## Code to get most influential references or citations
- Documentation of API: https://api.semanticscholar.org/api-docs/#tag/Author-Data/operation/post_graph_get_authors

In [2]:
import requests
import time

In [3]:
paper_id = "b9b220b485d2add79118ffdc2aaa148b67fa53ef" 


url_string = f"https://api.semanticscholar.org/graph/v1/paper/{paper_id}/citations?fields=title,authors,isInfluential"

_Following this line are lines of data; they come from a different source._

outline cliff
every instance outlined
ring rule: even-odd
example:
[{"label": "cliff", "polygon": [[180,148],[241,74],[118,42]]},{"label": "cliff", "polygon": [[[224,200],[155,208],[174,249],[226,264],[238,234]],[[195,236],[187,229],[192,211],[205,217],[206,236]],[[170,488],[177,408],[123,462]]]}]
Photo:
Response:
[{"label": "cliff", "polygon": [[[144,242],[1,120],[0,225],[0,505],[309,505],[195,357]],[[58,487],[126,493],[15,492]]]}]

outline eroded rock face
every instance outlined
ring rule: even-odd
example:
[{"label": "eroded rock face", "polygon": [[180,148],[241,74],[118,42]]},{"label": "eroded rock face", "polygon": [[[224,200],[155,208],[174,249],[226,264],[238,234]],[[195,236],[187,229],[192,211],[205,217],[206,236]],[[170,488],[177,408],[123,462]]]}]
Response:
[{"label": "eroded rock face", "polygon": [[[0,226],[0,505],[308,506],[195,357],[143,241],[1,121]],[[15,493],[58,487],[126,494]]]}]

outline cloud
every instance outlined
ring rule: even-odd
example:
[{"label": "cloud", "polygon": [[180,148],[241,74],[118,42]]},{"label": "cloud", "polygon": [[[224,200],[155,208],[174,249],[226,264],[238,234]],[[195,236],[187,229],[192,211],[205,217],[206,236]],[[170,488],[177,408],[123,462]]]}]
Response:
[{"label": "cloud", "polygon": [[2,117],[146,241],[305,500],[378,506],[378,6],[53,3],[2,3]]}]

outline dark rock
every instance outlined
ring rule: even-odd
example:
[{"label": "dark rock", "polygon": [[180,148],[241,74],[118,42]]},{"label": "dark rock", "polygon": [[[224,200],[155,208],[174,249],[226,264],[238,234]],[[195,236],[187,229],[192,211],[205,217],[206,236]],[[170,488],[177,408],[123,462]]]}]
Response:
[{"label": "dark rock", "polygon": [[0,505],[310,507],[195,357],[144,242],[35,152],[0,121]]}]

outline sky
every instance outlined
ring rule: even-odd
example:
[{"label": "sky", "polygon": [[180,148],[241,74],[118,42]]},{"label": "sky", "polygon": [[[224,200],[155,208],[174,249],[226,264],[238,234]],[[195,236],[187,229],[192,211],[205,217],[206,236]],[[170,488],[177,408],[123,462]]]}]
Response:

# function to load the json file that is on the url
def load_json_from_url(url):
    response = requests.get(url)
    data = response.json()
    return data

data = load_json_from_url(url_string)

In [4]:

def get_paper_refs_or_cits(paper_id, fields="title,authors,isInfluential", limit=100, use_references=True):
    """
    Fetch all references for a paper, handling pagination.
    
    Args:
        paper_id: The Semantic Scholar paper ID
        fields: Comma-separated fields to include in the response
        limit: Number of items to fetch per request
        
    Returns:
        Tuple of (all_references, influential_references)
    """

    suffix = "references" if use_references else "citations"
    base_url = f"https://api.semanticscholar.org/graph/v1/paper/{paper_id}/{suffix}"
    url = f"{base_url}?fields={fields}&limit={limit}"
    
    all_references = []
    offset = 0
    
    while True:
        # Add offset to URL if not first request
        paginated_url = f"{url}&offset={offset}" if offset > 0 else url
        
        try:
            response = requests.get(paginated_url)
            response.raise_for_status()  # Raise exception for HTTP errors
            data = response.json()
            
            # Add fetched references to our collection
            references = data.get('data', [])
            all_references.extend(references)
            
            # Check if there are more references to fetch
            if 'next' in data:
                offset = data['next']
                # Add a small delay to avoid hitting rate limits
                time.sleep(0.5)
            else:
                # No more pages, we're done
                break
                
        except requests.exceptions.RequestException as e:
            print(f"Error fetching references: {e}")
            break
    
    # Filter for influential references
    influential_references = [ref for ref in all_references if ref.get('isInfluential', False)]
    

    print(f"Total references: {len(all_references)}")
    print(f"Influential references: {len(influential_references)}")
    return all_references, influential_references

# Example usage
# if __name__ == "__main__":
# use_references = False

# paper_id = "b9b220b485d2add79118ffdc2aaa148b67fa53ef"
# all_refs, influential_refs = get_paper_refs_or_cits(
#     paper_id,
#     fields="title,authors,isInfluential,url",
#     use_references=use_references
# )

# print(f"Total references: {len(all_refs)}")
# print(f"Influential references: {len(influential_refs)}")

In [29]:
def print_influential_references(influential_refs, use_references=False, limit=5):
    """
    Prints the first few influential references or citations.

    Args:
        influential_refs: List of influential references or citations.
        use_references: Boolean indicating whether to use references or citations.
        limit: Number of influential references to print.
    """
    for i, ref in enumerate(influential_refs[:limit]):
        print(f"\nInfluential Reference {i+1}:")
        if use_references:
            paper = ref.get('citedPaper', {})
        else:
            paper = ref.get('citingPaper', {})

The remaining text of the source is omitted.